A media machine that works in layers
The way the news has been reported offers a key to understanding. First layer: the domestic interior, with KRT and KCNA providing images and texts that define the boundaries of public discourse; second layer: international resonance, with agencies like AP and Reuters reconstructing the picture and Asian outlets following institutional steps (elections, sessions, reshuffles). In between are specialized analysis sites – like 38 North – which in recent months have even signaled the symbolically heavy hypothesis of a return to the title of "president" for the head of state, even though so far the formal structure has remained on the framework of the State Affairs Commission.
What changes for the region
The reelection of Kim does not change the power map in Pyongyang, but it affects risk management in Northeast Asia. For Seoul, it means a codified adversarial posture and – potentially – constitutionalized; for Tokyo and for the USA presence in the region, it implies the need to update the integrated defense response, especially regarding "resilience" against short- and medium-range missiles and drones. The Supreme People's Assembly, in its function of "ratification", serves to give legal shape to an already clear orientation: more resources for defense, more centralization, more "normalization" of nuclear deterrence as the cornerstone of national security.
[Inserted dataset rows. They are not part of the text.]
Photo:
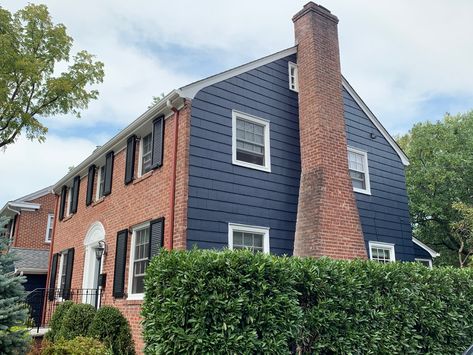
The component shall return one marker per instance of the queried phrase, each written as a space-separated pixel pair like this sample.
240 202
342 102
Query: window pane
246 240
146 154
250 142
141 259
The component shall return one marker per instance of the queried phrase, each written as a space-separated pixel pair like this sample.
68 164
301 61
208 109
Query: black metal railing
43 301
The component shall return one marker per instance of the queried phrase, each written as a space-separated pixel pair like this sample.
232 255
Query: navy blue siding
384 214
421 253
222 193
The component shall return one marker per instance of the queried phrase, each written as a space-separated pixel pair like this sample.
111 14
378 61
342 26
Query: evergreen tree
13 313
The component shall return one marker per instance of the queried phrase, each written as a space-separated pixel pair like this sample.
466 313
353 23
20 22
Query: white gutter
122 136
429 250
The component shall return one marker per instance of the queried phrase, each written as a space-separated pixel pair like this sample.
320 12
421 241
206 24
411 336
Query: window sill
143 177
66 218
361 191
252 166
98 202
137 297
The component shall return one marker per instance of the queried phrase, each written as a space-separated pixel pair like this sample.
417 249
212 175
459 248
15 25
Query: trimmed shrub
208 302
238 302
111 328
76 321
55 323
77 346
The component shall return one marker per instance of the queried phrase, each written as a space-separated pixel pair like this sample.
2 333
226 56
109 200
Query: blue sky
409 61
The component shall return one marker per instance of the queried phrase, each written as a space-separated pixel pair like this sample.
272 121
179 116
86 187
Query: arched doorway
94 239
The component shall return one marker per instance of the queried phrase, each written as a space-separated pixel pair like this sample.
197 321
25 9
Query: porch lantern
99 251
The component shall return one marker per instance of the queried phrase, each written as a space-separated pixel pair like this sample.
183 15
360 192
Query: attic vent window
293 77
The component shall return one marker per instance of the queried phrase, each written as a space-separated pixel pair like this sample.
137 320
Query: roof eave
117 139
429 250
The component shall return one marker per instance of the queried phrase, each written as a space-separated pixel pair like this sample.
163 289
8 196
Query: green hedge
111 328
239 302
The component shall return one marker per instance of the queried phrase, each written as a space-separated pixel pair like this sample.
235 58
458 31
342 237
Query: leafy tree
13 313
440 174
32 49
462 231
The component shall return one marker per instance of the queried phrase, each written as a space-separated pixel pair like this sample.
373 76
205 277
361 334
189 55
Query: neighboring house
279 155
28 224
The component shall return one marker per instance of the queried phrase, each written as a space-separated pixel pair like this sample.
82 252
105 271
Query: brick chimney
328 223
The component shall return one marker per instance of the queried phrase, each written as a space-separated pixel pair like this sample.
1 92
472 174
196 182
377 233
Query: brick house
28 224
279 155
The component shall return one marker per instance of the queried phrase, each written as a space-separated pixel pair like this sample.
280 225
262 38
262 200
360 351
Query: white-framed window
49 228
69 201
139 259
62 272
100 182
250 141
293 76
358 169
242 236
146 146
426 262
382 252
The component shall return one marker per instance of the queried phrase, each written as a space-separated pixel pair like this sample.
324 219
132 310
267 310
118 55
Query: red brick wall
327 217
145 199
30 230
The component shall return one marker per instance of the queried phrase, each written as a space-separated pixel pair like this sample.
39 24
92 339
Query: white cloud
398 55
29 166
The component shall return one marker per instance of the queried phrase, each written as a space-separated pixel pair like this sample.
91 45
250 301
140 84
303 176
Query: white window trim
69 201
367 190
423 259
130 295
381 245
291 65
97 187
59 278
49 226
267 151
140 153
235 227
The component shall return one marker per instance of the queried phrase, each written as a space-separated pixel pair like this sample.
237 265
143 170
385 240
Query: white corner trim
251 229
189 91
383 245
375 121
429 250
367 190
267 141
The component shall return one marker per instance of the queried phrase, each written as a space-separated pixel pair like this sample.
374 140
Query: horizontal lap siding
384 215
222 193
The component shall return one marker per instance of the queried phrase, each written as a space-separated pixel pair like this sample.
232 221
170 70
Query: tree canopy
440 177
32 48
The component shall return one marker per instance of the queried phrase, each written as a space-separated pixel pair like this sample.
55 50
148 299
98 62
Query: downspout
174 171
16 224
51 245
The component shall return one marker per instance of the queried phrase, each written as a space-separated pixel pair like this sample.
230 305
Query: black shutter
52 278
75 194
108 173
156 236
66 293
120 263
62 205
90 185
158 143
130 159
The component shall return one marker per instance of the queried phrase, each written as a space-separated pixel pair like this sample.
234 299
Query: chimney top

The figure of the heir and the management of political time
There is also an element that runs parallel and that the Assembly does not show directly, but that weighs on the political climate: the growing visibility of the leader's daughter, Kim Ju Ae, cited by South Korean sources as a possible designated heir. In a system that makes ritual a way to educate the gaze, the hypothesis of succession enters images before it does legal texts: appearances alongside the father, symbolic visits to the mausoleums, presence at military events. Everything speaks of a dynastic transmission prepared with the method of continuous drops.
The "total" vote and the choreography of unity
The official numbers from the parliamentary elections on March 15, 2026 – traditionally close to 100% in both turnout and votes – continue to represent the statistical "proof" of national unity according to the regime's narrative. But behind the exact figure lies the function of the vote in the system: to select the cadres, cement loyalty, and produce the legitimacy that the Assembly then translates into formal acts. In this framework, Kim's reelection to the State Affairs Commission becomes the concluding moment of a perfectly circular political-media cycle.